En la grabación difundida por un canal de televisión, el “pastor” Soto utilizó de alfombra un símbolo de la comunidad LGBTI, al que llamó “trapo de inmundicia”. Con este acto, instaló una pregunta pertinente para los debates actuales en políticas sociales, relacionada con las posiciones de subalternidad posibles e inaceptables en la sociedad que queremos construir.
Ese “trapo” en el suelo, creado en San Francisco en una época en que la simbología imperante para los colectivos gays era la instaurada por el nazismo (el triángulo rosa), refleja la celebración de la diferencia. Esto, en oposición a la victimización y violencias dirigidas contra personas con afectos y prácticas homosexuales.
El Sr. Soto actualiza un discurso de subalternidad a través del privilegio de una identidad normativa, la heterosexual, amparada en la biblia y la protección de la sociedad que considera legítima.
¿Qué diferencia este acto de las agresiones homo/transfóbicas que existen en nuestra sociedad? El alto índice de suicidios en la población LGTBI a nivel internacional y nacional, se conjuga con las alarmantes tasas de agresiones, desapariciones y asesinatos que se amparan, precisamente, en estos discursos de odio y devaluación.

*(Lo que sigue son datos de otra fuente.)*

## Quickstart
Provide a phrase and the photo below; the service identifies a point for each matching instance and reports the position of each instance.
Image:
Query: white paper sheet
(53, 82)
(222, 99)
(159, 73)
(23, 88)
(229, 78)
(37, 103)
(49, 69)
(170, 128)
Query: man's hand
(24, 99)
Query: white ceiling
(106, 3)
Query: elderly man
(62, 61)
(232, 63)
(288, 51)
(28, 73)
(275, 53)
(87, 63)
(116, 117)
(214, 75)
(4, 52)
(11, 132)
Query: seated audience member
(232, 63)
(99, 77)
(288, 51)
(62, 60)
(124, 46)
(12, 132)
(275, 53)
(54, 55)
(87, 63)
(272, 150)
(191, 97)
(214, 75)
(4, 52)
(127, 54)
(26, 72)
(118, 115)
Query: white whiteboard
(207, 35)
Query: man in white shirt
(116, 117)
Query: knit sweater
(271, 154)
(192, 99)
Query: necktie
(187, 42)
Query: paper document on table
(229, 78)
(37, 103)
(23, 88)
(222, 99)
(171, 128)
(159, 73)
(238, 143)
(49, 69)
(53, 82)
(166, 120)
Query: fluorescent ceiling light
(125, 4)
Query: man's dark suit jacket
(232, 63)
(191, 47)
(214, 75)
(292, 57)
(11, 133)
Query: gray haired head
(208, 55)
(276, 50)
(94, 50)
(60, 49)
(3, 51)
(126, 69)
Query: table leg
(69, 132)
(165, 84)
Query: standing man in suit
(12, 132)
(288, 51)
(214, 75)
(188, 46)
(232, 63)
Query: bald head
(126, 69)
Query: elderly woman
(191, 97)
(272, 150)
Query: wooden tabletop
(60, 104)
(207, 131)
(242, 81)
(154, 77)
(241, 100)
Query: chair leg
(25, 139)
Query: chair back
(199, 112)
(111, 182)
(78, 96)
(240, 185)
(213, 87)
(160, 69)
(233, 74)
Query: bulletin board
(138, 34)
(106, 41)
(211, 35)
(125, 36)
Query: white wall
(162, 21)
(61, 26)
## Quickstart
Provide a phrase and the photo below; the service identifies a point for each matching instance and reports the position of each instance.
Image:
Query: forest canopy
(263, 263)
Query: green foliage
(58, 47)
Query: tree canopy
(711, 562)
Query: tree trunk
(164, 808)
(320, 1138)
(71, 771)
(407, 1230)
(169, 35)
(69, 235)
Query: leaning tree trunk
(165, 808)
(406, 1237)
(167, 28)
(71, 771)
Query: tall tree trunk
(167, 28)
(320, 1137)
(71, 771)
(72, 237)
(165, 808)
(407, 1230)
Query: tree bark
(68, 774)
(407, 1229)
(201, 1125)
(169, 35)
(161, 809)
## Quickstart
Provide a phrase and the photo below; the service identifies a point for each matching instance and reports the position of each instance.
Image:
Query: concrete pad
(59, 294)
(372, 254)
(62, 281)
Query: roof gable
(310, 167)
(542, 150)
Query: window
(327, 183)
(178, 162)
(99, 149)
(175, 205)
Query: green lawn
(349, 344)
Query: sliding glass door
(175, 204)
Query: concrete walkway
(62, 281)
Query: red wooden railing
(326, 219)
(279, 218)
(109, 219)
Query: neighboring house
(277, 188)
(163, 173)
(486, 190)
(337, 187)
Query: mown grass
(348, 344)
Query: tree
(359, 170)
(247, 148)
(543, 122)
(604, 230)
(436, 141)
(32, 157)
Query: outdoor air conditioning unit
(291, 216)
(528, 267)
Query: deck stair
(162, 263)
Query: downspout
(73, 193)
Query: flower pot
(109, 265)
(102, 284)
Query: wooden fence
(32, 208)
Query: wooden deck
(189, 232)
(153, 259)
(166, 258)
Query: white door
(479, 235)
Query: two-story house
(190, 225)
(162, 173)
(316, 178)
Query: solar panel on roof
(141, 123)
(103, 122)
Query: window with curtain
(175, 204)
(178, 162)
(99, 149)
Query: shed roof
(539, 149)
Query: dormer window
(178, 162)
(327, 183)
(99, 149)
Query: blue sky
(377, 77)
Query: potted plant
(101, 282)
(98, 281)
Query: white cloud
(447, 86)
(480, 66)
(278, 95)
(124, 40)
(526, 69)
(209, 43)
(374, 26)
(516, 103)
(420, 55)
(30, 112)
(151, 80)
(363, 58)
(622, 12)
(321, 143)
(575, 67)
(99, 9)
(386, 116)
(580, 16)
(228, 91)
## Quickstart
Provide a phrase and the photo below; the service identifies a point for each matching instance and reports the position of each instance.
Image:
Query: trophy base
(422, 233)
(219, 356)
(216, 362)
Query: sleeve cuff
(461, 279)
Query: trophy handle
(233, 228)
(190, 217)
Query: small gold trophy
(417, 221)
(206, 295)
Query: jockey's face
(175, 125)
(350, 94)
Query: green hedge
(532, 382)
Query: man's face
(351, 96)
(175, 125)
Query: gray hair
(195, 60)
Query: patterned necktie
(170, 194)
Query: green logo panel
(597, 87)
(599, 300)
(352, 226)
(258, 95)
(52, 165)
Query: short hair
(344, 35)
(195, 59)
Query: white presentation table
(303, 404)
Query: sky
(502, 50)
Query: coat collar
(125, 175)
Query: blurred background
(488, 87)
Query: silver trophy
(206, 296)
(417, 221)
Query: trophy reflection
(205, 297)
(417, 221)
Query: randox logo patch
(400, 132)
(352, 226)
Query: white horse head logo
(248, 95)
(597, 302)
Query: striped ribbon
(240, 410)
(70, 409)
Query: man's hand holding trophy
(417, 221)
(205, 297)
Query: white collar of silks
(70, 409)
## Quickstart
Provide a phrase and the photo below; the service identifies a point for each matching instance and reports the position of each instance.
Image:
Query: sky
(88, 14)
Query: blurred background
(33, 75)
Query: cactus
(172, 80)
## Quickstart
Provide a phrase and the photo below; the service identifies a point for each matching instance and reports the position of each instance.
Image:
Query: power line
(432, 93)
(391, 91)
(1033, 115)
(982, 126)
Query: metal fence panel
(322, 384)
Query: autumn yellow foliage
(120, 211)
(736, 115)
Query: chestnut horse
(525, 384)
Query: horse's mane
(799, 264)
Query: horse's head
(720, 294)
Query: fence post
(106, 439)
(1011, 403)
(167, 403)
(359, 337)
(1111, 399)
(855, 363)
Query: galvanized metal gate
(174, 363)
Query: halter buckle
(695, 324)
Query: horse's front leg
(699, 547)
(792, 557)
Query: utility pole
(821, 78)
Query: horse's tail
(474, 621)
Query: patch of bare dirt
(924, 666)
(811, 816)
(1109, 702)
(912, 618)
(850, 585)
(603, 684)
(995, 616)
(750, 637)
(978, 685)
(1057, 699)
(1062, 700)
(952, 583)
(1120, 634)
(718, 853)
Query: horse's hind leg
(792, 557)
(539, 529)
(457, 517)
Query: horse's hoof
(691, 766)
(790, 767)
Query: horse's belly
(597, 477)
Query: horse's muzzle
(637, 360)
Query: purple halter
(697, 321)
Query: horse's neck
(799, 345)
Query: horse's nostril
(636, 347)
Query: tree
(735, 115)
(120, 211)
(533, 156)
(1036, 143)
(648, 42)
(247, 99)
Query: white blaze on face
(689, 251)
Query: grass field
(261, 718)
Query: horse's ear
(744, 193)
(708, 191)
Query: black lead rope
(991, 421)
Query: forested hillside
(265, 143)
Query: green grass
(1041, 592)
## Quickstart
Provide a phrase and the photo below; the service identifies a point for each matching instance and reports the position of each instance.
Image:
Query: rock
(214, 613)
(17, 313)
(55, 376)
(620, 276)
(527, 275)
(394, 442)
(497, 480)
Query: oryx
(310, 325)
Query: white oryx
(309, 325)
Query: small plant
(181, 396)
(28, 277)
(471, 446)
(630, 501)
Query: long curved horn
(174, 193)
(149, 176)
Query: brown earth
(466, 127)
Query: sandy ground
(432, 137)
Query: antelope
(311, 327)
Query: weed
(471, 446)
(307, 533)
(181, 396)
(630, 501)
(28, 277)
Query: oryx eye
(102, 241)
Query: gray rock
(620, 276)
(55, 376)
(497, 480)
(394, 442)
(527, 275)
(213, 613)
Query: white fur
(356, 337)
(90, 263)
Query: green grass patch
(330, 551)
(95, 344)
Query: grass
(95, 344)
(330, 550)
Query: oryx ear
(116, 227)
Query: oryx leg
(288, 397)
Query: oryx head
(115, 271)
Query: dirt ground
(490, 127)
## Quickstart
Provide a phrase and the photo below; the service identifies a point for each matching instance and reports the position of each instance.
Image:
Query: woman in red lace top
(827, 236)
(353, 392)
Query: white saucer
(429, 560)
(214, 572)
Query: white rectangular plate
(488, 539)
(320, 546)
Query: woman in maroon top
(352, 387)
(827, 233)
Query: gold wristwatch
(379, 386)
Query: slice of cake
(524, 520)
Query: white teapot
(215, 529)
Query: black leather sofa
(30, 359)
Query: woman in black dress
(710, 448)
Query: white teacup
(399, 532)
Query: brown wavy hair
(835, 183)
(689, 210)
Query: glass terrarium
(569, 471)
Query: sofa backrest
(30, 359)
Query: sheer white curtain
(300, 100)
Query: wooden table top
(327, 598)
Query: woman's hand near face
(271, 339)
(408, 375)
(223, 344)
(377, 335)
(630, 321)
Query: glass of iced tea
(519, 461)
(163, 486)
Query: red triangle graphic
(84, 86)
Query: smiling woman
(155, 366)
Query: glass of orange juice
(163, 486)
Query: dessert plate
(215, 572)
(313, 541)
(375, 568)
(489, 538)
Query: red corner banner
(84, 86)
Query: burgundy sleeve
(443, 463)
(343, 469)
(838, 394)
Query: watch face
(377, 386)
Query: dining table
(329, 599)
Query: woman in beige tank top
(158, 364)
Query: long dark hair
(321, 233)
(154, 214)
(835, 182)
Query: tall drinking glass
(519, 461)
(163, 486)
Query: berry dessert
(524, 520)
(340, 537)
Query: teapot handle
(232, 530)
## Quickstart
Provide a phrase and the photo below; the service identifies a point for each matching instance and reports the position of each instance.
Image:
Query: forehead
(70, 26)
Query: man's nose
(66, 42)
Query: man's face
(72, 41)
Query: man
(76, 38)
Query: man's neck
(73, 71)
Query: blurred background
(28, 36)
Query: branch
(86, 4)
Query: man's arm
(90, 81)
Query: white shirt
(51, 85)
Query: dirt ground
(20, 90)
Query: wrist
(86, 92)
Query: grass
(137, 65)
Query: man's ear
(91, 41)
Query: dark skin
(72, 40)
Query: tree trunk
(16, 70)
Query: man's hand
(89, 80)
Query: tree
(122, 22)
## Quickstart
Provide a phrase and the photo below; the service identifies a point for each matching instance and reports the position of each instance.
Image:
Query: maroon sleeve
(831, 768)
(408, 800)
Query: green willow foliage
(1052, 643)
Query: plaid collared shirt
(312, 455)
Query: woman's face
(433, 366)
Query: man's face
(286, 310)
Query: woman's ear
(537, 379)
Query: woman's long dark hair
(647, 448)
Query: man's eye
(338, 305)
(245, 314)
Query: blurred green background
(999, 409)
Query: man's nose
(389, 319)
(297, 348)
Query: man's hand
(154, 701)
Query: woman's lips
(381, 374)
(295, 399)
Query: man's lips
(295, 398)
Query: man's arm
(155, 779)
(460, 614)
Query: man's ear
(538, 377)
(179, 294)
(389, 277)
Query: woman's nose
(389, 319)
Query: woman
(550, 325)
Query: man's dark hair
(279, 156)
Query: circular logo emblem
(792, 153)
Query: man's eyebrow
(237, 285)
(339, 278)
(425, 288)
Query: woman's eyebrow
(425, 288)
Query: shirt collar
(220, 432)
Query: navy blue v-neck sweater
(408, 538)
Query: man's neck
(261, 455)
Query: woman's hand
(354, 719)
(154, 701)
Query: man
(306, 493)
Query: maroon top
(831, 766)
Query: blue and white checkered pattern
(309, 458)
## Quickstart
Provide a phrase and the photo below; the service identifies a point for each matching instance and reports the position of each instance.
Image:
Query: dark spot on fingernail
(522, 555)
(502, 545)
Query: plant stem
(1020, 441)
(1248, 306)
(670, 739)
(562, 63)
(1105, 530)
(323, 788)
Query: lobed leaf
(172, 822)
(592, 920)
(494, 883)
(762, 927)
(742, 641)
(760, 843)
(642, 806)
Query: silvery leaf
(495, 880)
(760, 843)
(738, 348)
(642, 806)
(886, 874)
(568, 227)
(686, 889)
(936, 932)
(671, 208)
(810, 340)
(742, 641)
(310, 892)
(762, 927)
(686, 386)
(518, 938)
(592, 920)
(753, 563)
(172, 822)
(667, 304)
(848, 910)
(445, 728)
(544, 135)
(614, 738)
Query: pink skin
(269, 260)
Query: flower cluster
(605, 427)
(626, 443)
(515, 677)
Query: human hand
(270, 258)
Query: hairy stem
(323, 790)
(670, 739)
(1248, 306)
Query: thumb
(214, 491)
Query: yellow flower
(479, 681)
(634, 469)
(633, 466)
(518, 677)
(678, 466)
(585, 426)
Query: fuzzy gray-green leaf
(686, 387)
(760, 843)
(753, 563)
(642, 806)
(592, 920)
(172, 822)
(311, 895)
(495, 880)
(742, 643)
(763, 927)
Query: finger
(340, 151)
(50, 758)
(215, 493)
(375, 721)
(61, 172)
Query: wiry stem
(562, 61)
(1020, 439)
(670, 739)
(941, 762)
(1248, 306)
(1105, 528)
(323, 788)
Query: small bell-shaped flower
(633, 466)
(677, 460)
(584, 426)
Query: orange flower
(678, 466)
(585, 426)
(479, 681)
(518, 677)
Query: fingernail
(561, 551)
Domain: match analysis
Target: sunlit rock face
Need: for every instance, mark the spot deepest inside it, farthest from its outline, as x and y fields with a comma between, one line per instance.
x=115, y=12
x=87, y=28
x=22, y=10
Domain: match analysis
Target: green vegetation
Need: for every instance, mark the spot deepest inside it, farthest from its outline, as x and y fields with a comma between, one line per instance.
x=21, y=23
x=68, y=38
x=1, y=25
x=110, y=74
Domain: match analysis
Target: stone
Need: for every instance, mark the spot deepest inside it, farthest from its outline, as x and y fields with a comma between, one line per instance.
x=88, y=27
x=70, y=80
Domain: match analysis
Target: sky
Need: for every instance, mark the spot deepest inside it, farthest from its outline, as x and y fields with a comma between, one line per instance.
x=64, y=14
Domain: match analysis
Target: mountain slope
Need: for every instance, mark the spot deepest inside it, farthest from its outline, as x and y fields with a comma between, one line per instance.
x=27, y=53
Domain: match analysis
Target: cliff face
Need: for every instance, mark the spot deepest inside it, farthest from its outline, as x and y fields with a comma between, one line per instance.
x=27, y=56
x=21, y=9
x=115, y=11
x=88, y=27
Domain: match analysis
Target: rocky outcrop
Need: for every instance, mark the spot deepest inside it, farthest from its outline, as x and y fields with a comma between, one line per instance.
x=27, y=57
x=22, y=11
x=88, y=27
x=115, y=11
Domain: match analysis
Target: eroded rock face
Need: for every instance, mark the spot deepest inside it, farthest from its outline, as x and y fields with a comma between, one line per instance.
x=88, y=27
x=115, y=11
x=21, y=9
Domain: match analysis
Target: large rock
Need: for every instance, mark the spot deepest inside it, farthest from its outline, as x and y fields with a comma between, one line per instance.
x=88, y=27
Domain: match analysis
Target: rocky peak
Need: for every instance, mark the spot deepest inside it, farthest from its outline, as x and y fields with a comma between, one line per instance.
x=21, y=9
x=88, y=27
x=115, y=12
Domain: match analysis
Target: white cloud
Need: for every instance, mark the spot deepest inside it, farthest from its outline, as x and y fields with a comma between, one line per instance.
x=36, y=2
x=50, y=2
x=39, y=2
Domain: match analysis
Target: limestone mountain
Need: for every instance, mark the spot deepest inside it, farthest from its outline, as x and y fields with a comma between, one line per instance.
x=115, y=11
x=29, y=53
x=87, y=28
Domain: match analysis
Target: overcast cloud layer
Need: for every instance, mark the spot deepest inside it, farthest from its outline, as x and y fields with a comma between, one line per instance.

Esto es lo que actualiza el pisotear, por parte de una “autoridad” religiosa, un símbolo que a muchas/os otorga un espacio de reconocimiento que la sociedad adeuda.
Es un acto de violencia simbólica con consecuencias materiales, y aunque la homosexualidad pueda no satisfacer los cánones de la buena vida o vida legítima que diferentes instituciones reconozcan, el Estado tiene el deber de proteger todas sus formas de vidas posibles y reconocer sus derechos ciudadanos en un marco de respeto e igualdad, condición fundamental para una sociedad democrática.